Der Vorstandsvorsitzende des Sportartikelherstellers adidas verlangt vom Weltverband FIFA eine Aufklärung der jüngsten Korruptionsvorwürfe. "Die FIFA tut gut daran, das sauber aufzuklären. Aber ich bin überzeugt davon, dass sie das machen wird", sagte Herbert Hainer in einem Gespräch mit der Nürnberger Zeitung. Für den Fußball und die FIFA sei es wenig förderlich, "wenn permanent über Bestechlichkeit und Korruption gesprochen wird", sagte Hainer. Adidas ist einer der größten Sponsoren des Weltverbandes.

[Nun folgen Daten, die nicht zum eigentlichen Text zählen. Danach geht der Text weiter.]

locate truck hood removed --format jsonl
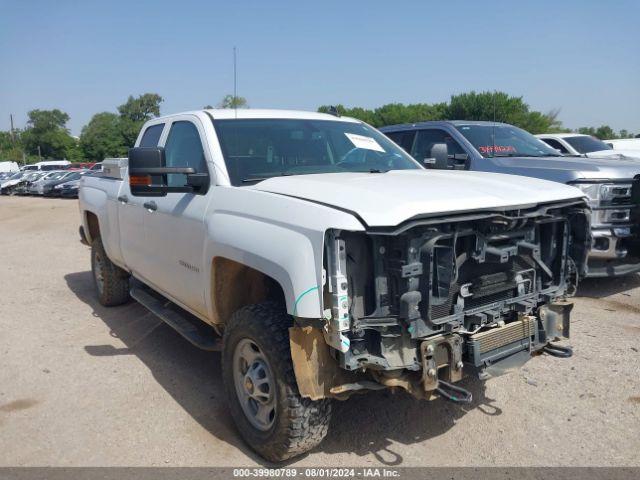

Hainer nahm auch die unter Beschuss geratene FIFA-Ethikkommission in Schutz. Das Gremium habe mit dem zeitweiligen Präsidentschaftskandidaten Mohamed Bin Hammam (Katar) und Jack Warner (Trinidad und Tobago), Chef des Verbandes für Nord- und Mittelamerika sowie die Karibik, immerhin zwei Mitglieder des Exekutivkomitees wegen Manipulationsvorwürfen suspendiert. Viele Ankündigungen und Drohungen seien dagegen bisher im Sand verlaufen, sagte Hainer.

Hainer ließ durchblicken, dass adidas ein Interesse an der Aufklärung der Vorwürfe habe. "Wir, aber auch die anderen Sponsoren wie Coca Cola, sind auf Grund der langjährigen Zusammenarbeit permanent mit der FIFA im Gespräch und sprechen natürlich mit den Verantwortlichen über alle relevanten Themen", sagte er.